28 || Anyelir

67 4 0
                                    


Anyelir. Katanya bunga Anyelir itu memiliki arti kesetiaan. Bunga Anyelir putih mewakilkan perasaan ataupun rasa syukur yang murni, menggebu, dan mendalam.

~Devano Alendra Demiand~


“Na, maaf.” Lirih Alendra penuh penyesalan. Kepalanya menunduk dalam, merasa menyesal atas kejadian yang menimpa Leviana. Andai saja tadi Alendra tetap bersikeras menemani Leviana ke kamar mandi, pasti semua ini tidak akan terjadi. Alendra belum bisa menjadi yang terbaik, meskipun kejadian ini bukan kesalahannya. Alendra tetap merasa bersalah.

Leviana menghela napas lemah. Ia menggerakkan ujung kakinya gelisah, terhitung hampir 15 menit lebih ia dan Alendra berdiri di depan pintu gerbang rumahnya hanya dengan saling bungkam penuh kecanggungan. Sungguh, Leviana tidak menyalahkan Alendra atas kejadian yang menimpanya tadi. Leviana hanya masih terlalu shock, apalagi melihat Alendra yang babak belur karena bertengkar dengan Arthur dan berhasil membuat Leviana diliputi rasa bersalah.

Sudah banyak hal yang Alendra lakukan untuknya, sampai sekarang pun Leviana masih tidak tahu harus mengatakan apa.

“Maafin gue, Na.” ulang Alendra sekali lagi “Gue salah, Na. kenapa gue bodoh banget sih? Gue minta maaf, Na.” racau Alendra putus asa.

“Dev.” Panggil Leviana pelan, “Ini bukan salah lo kok. Andai tadi gue lebih bisa membela diri, mungkin kejadian memalukan ini nggak akan terjadi. Lo stop buat menyalahkan diri sendiri dan merasa bersalah ya. Karena emang bukan salah lo.”

Alendra mengangkat wajahnya, menatap Leviana lekat. Darah yang sudah mengering memberi jejak disudut bibir kanan Alendra. Seluruh wajahnya penuh luka, namun bagi Alendra luka semacam ini sudah biasa ia terima. Tapi, melihat Leviana diperlakukan tidak senonoh oleh Arthur membuat Alendra dibuat jauh lebih merasakan sakit.
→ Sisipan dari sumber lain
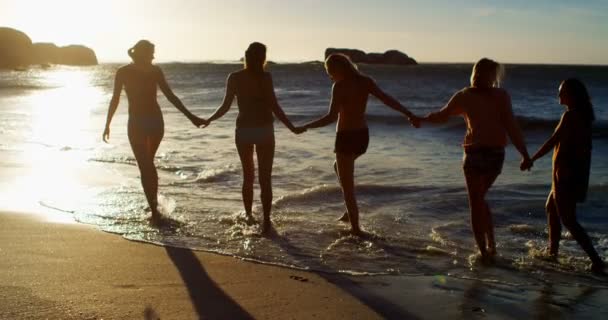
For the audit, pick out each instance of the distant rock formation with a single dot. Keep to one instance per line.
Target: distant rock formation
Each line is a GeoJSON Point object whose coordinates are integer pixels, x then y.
{"type": "Point", "coordinates": [18, 51]}
{"type": "Point", "coordinates": [394, 57]}
{"type": "Point", "coordinates": [15, 48]}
“Dev, lo udah jadi yang terbaik.” Leviana mengusap kening Alendra menggunakan jempolnya, “Makasih ya, makasih atas pembelaan lo. Dan maaf, karena gue lo malah babak belur gini.”

“Na, gue bodoh ya. Gue nggak bisa jagain lo."

“Dev, udah gue bilang ini bukan kesalahan lo.”

“Gue minta maaf.”

“Dev, pliss.”

“Na, maafin gue ya.”

Mata Leviana berkaca-kaca, kenapa Alendra justru yang diliputi rasa bersalah. Harusnya hal itu berlaku pada Arthur. Alendra sudah menjaganya dengan baik, hanya saja tentang kejadian tadi siapa yang sangka akan terjadi.

“Lo tau nggak, Dev? Waktu gue pacarana sama Jovian, dia itu bahkan nggak seperhatian lo. Kalau tau gue dilecehin kayak gini, Jovian nggak bakalan peduli.” Leviana mengusap matanya kala mengingat rentetan peristiwa Ketika ia masih Bersama dengan Jovian.

“Lo nggak salah kok, Dev. Lagian kejadian kayak gini bukan yang pertama kali buat gue.”

“Maksud, lo?”

Leviana meneguk ludah kasar. Sejujurnya ia belum siap harus berterus terang pada Alendra kalau ia hampir pernah menjadi korban pemerkosaan yang dilakukan oleh Jovian. Namun, Leviana percaya jika Alendra tidak akan merasa jijik atas peristiwa buruk yang pernah menimpanya dimasa lalu.

“Gu_”

“Gue…, Gue hampir pernah jadi korban pemerkosaan Jovian.” Lirih Leviana dengan kepala tertunduk malu.

Mata Alendra membulat, merasa tidak yakin dengan ucapan Leviana. Jovian? Kini rasa benci Alendra kepada Jovian semakin besar. Bisa-bisanya Jovian sebejat itu?